Retinoic acid (RA), the active metabolite of vitamin A, is essential for vertebrate development. Vitamin A is maintained through dietary means, which is metabolized in a two-step process into RA. RA plays multiple roles during development including patterning of the body axis, cell growth, and cell differentiation. It again plays a role in tissue regeneration because inhibiting RA synthesis during limb regeneration will block limb regeneration. Along with Dr. Malcolm Maden, we are trying to understand the molecular mechanism of RA signaling during development and regeneration and whether RA plays the same role in both processes.

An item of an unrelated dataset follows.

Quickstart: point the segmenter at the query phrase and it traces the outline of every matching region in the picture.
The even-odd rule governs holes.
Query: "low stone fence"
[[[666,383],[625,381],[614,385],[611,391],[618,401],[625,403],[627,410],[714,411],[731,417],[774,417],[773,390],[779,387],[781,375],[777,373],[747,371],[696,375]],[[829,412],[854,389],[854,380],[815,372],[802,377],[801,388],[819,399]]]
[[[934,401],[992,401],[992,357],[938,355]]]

Below is an image of a transgenic RA reporter axolotl (A) and mouse (B) that fluoresce wherever RA signaling is taking place. Notice the two fluorescing areas in the anterior and posterior spinal cord of both animals. This example demonstrated the high degree of conservation in RA signaling across vertebrates.

RARE_glowing juvenile

STUDIES PERFORMED ON RETINOIC ACID SIGNALING

Visualization of retinoic acid signaling in transgenic axolotls during limb development and regeneration.
Monaghan JR and Maden M.
Dev Biol. 368(1):63-75.

ABSTRACT

Retinoic acid (RA) plays a necessary role in limb development and regeneration, but the precise mechanism by which it acts during these processes is unclear. The role of RA in limb regeneration was first highlighted by the remarkable effect that it has on respecifying the proximodistal axis of the regenerating limb so that serially repeated limbs are produced. To facilitate the study of RA signaling during development and then during regeneration of the same structure we have turned to the axolotl, the master of vertebrate regeneration, and generated transgenic animals that fluorescently report RA signaling in vivo. Characterization of these animals identified an anterior segment of the developing embryo where RA signaling occurs revealing conserved features of the early vertebrate embryo. During limb development RA signaling was present in the developing forelimb bud mesenchyme, but was not detected during hindlimb development. During limb regeneration, RA signaling was surprisingly almost exclusively observed in the apical epithelium suggesting a different role of RA during limb regeneration. After the addition of supplemental RA to regenerating limbs that leads to pattern duplications, the fibroblast stem cells of the blastema responded showing that they are capable of transcriptionally responding to RA. These findings are significant because it means that RA signaling may play a multifunctional role during forelimb development and regeneration and that the fibroblast stem cells that regulate proximodistal limb patterning during regeneration are targets of RA signaling.